2 Mart 2009 Pazartesi

Alınteri Bulvarı Ostim Rüyası

Ağalar, burda yavas yavas Ostim dünyasina "dühul" olmaya başladım.


Bizim gümrükten “izin vermezler” makinasını süreli de olsa geçirdik, tamir ettiriyoruz.
Yok torna taşlama, kumlama, krom kaplama, hidrolikler midrolikler,
bir yandan da ustayı kontrol edicez derken bir sürü aleme girdim.
Baka ne lan baka ???

Ustada usta ama ha ! Ben kendimi patron sanırken, ustanın isteklerine can siparene koşturuverir buldum bir anda...

Gelen giden, kapıdan geçerken uğrayan, allah nazardan saklasın, maşallah misafirimiz artmaya başladı ...

Bir .... var , eskavatör kovası imal eden. Bu, bizim üniversitede endüstri ilişkileri dersinde, (hani çok ahım şahım bir ders değil ama üniversitede okutulduğuna göre bir dayanağı olmalı ) öğrendiğimiz konuları keşfetmis, okumadığından değil kendiside üniversite okumuş ama okurken ne bilsin başına gelecekleri. Gelip gelip kağıda organizasyon şemaları çiziyor. Çocukluktan beri Ostimde ya, elleri usta eli olmuş. Olsun ama şimdi iphone kullanir yuzuk takar.


"Abi biz niye başarısızız ?"

"Estağfurullah abicim o nasıl söz?"
"Yok öyle abi! Biz önce eleman alırız, sonra malzeme alırız sonra imalat yapar
sonra da stoga koyarız. Hani stokların durduğu yere böyle bir vitrin camı koyayım da
bari yoldan geçen görsün bile yok.

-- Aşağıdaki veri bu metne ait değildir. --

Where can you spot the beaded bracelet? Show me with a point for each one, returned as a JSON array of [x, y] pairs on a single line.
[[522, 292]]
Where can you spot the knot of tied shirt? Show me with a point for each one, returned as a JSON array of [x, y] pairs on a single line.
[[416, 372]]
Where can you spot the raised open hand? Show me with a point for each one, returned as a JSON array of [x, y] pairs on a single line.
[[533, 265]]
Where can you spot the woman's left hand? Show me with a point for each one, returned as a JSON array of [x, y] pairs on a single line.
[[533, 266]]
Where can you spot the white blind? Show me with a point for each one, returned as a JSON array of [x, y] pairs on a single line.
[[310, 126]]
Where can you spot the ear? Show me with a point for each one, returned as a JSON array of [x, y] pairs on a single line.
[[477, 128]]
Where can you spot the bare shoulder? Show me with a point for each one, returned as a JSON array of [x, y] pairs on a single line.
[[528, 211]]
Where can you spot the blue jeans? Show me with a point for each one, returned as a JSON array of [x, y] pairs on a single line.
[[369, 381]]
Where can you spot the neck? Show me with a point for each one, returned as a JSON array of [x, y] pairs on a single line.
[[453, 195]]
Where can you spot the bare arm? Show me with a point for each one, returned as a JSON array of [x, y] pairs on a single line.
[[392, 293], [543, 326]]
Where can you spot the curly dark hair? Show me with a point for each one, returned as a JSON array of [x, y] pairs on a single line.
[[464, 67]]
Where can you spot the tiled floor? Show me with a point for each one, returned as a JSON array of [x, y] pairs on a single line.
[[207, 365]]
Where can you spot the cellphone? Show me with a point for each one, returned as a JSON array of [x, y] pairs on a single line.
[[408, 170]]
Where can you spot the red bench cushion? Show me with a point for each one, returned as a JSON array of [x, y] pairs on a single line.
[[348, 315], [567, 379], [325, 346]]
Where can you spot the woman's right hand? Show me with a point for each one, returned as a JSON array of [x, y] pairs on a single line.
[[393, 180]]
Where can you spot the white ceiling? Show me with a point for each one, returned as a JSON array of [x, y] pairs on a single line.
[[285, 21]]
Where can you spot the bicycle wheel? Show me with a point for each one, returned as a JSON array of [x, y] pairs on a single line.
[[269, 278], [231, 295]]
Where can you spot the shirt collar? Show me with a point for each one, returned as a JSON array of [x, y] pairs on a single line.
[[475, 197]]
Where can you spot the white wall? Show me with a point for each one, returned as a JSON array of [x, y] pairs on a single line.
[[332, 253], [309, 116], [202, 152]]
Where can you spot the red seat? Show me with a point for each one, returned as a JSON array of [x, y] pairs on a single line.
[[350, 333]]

Siz napıyorsunuz? Ortada şirket yok eleman yok
maşallah önce teşhir yapıp müşteri bulursunuz, parayı peşin alır sonra gelir bize sipariş
verirsiniz. Sizinki doğru abi” diyor.

Kurumsallaşma ve kümeleşme çabaları içerisinde madem teşhir edeceğiz malımızı, bari bir websitesi yapılmalıya karar vermişler. Ama vizyon misyon linkinin içine yazacak bişey
akıllarına gelmemis henüz, şikayetçiler bu terimlerden. Aman görün bakın çok büyük
işadamı olacak göreceksiniz.











Bir yandan da N.otomotiv klasiğimiz var bir adet. S. usta saolsun ilk ihracatımız
onların ürünlerini alıp satarak basladı. Fiyat teklifini faksla gondermeyi ayıp kabul ederler,
illa elden zarf icinde takdim edecekler.Sonra konusmadan oturup uzun uzadıya pazarlık edilir.
Acele ile is yapilmaz kesin kes.Kısmet!

N.Otomotivin ordan bir Oktay çıktı şapkadan,Yozgatlı imis, Divan sazı çalıyor söylüyor. Aşıklardan. Ava gidiyorlarmış 3 bağlama üstadı, hayvanlara ateş etmeye kıyamayıp sabahtan aksama açık havada çalıp söyleyip geri geliyorlarmış


Herkes kriz mriz konusuyo ya bu ara, Oktay'a teğet bile geçemezmiş "bana bisey olmaz abi krizde ben çırpma tezene çalmam, çekme calarim, bi Yalan Dünya girişi yaparım gece 12 de bütün millet balkonuna üşüşür, deprem sanırsın,hayatta aç kalmam ben abi ” diyor.

Gelmiş TV li çin isi telefonundan bana yalan dünya ,yozgat sürmelisi dinletiyor.

Onlarin orda usta izin vermiyomuş, ”yav ayağımıza çağırmak ayıptır ama , bizim burda kimse karışmaz gel çal sazını” dedim bende.

http://www.youtube.com/watch?v=v4ZmLXrrCOo


Bu alemler arasında gidip gelmekten, CINE5 decoder ı gibi oldum sizin anlayacağınız, ama o elektronik olandan değil...Arkaya,yana ayna koymalı, aynayı, cam sille parlatıp ücretsiz net görüntü elde etmeli bir model vardıya şehir efsaneleri arasında anlatılan, o türden.